A model type for constructing a Affinity Propagation clusterer, based on Clustering.jl, and implementing the MLJ model interface.

From MLJ, the type can be imported using

AffinityPropagation = @load AffinityPropagation pkg=Clustering

Do model = AffinityPropagation() to construct an instance with default hyper-parameters. Provide keyword arguments to override hyper-parameter defaults, as in AffinityPropagation(damp=...).

Affinity Propagation is a clustering algorithm based on the concept of "message passing" between data points. More information is available at the Clustering.jl documentation. Use predict to get cluster assignments. Indices of the exemplars, their values, etc, are accessed from the machine report (see below).

This is a static implementation, i.e., it does not generalize to new data instances, and there is no training data. For clusterers that do generalize, see KMeans or KMedoids.

In MLJ or MLJBase, create a machine with

mach = machine(model)

Hyper-parameters

  • damp = 0.5: damping factor
  • maxiter = 200: maximum number of iteration
  • tol = 1e-6: tolerance for converenge
  • preference = nothing: the (single float) value of the diagonal elements of the similarity matrix.

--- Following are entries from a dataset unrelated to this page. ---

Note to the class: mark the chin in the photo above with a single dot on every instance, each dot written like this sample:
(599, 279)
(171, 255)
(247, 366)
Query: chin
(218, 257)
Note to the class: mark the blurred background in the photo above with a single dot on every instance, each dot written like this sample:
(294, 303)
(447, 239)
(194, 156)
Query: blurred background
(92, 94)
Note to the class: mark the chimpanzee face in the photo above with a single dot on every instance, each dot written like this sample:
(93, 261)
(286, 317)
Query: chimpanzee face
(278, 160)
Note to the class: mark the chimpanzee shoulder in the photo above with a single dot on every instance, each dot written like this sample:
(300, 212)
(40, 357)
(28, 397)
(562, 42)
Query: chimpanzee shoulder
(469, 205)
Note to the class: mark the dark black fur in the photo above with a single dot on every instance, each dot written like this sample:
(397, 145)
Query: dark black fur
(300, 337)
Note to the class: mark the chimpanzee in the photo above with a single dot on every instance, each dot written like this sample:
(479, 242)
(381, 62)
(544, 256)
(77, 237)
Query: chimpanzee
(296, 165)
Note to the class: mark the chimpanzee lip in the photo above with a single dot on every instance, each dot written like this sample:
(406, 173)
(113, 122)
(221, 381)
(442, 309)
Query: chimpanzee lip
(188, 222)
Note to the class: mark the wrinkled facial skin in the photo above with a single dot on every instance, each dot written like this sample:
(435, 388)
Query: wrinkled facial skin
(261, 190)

If unspecified, choose median (negative) similarity of all pairs as mentioned here
  • metric = Distances.SqEuclidean(): metric (see Distances.jl for available metrics)

Operations

  • predict(mach, X): return cluster label assignments, as an unordered CategoricalVector. Here X is any table of input features (eg, a DataFrame) whose columns are of scitype Continuous; check column scitypes with schema(X).

Report

After calling predict(mach), the fields of report(mach) are:

  • exemplars: indices of the data picked as exemplars in X
  • centers: positions of the exemplars in the feature space
  • cluster_labels: labels of clusters given to each datum in X
  • iterations: the number of iteration run by the algorithm
  • converged: whether or not the algorithm converges by the maximum iteration

Examples

using MLJ

X, labels = make_moons(400, noise=0.9, rng=1)

AffinityPropagation = @load AffinityPropagation pkg=Clustering
model = AffinityPropagation(preference=-10.0)
mach = machine(model)

## compute and output cluster assignments for observations in `X`:
yhat = predict(mach, X)

## Get the positions of the exemplars
report(mach).centers

## Plot clustering result
using GLMakie
scatter(MLJ.matrix(X)', color=yhat.refs)